Each skill resides in a dedicated directory (e.g., skills/performing-memory-forensics-with-volatility3/) and consists of: 1. SKILL.md – Contains YAML front‑matter (name, description, domain, tags, framework identifiers) and a Markdown body that outlines the skill’s purpose and usage.
2. references/ – Holds detailed mappings (standards.md) and deep technical procedures (workflows.md).
3. scripts/ – Optional helper scripts written in Python or PowerShell that automate command execution.
4. assets/ – Template files for checklists, reports, or sample inputs.

The consistent directory layout facilitates automated discovery by AI agents: a quick scan of front‑matter tags identifies relevant skills, while deeper loading of workflow files enables step‑by‑step execution and verification.

Practical Usage Scenarios

  • Memory Forensics – An agent tasked with “Analyze this memory dump for signs of credential theft” can automatically locate skills such as performing-memory-forensics-with-volatility3, hunting-for-credential-dumping-lsass, and analyzing-windows-event-logs-for-credential-access.
  • Threat Hunting – Skills tagged with hypothesis‑driven‑hunt provide hypothesis generation, target selection, query execution, and result validation steps.
  • Incident Response – Playbooks under incident-response guide agents through containment, eradication, and recovery phases, including specific commands for cloud breach scoping across AWS, Azure, and GCP.

Because each skill references the appropriate framework IDs, an AI agent can also output compliance evidence (e.g., “Mapped to NIST CSF Detect‑DE.CM‑01”) automatically for audit trails.

Community, Contribution, and SupportThe project is maintained as a community initiative and is not officially affiliated with Anthropic PBC. Contributions are welcomed through:

  • Adding new skills in under‑represented domains (e.g., deception technology, compliance).
  • Enhancing existing skills with additional framework mappings or updated scripts. - Reporting inaccuracies or broken references via issues.

All pull requests are reviewed for technical correctness and adherence to the agentskills.io standard within 48 hours.
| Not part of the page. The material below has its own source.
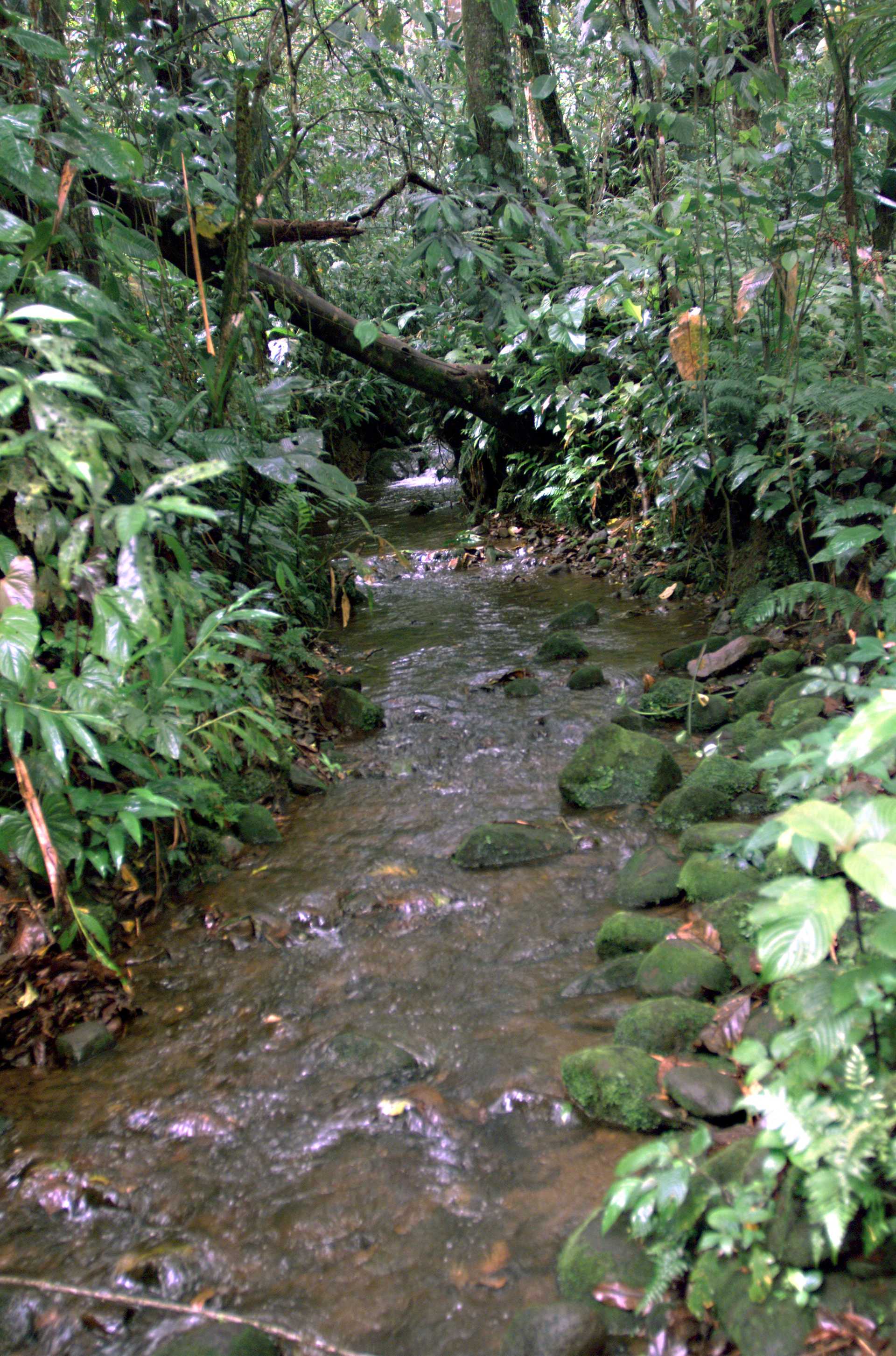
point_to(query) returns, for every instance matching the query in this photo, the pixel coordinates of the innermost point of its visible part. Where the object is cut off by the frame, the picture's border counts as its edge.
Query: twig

A contributor covenant governs community interaction, ensuring a professional and inclusive environment.

The repository also offers a Playground on Casky.ai where users can experiment with live skill execution against real targets, observe AI agents performing threat‑hunting workflows, and test MITRE‑mapped processes without any local setup.

Conclusion

Anthropic Cybersecurity Skills fills a critical gap by transforming unstructured security knowledge into a machine‑readable, modular skill library. Its rigorous mapping to multiple industry frameworks, standardized YAML‑driven architecture, and compatibility with leading AI code assistants empower AI agents to emulate the disciplined workflow of senior security analysts. For organizations seeking to augment their cybersecurity workforce with AI‑driven expertise, this repository provides a scalable, compliant, and openly contributed foundation for building trustworthy, agent‑based security operations.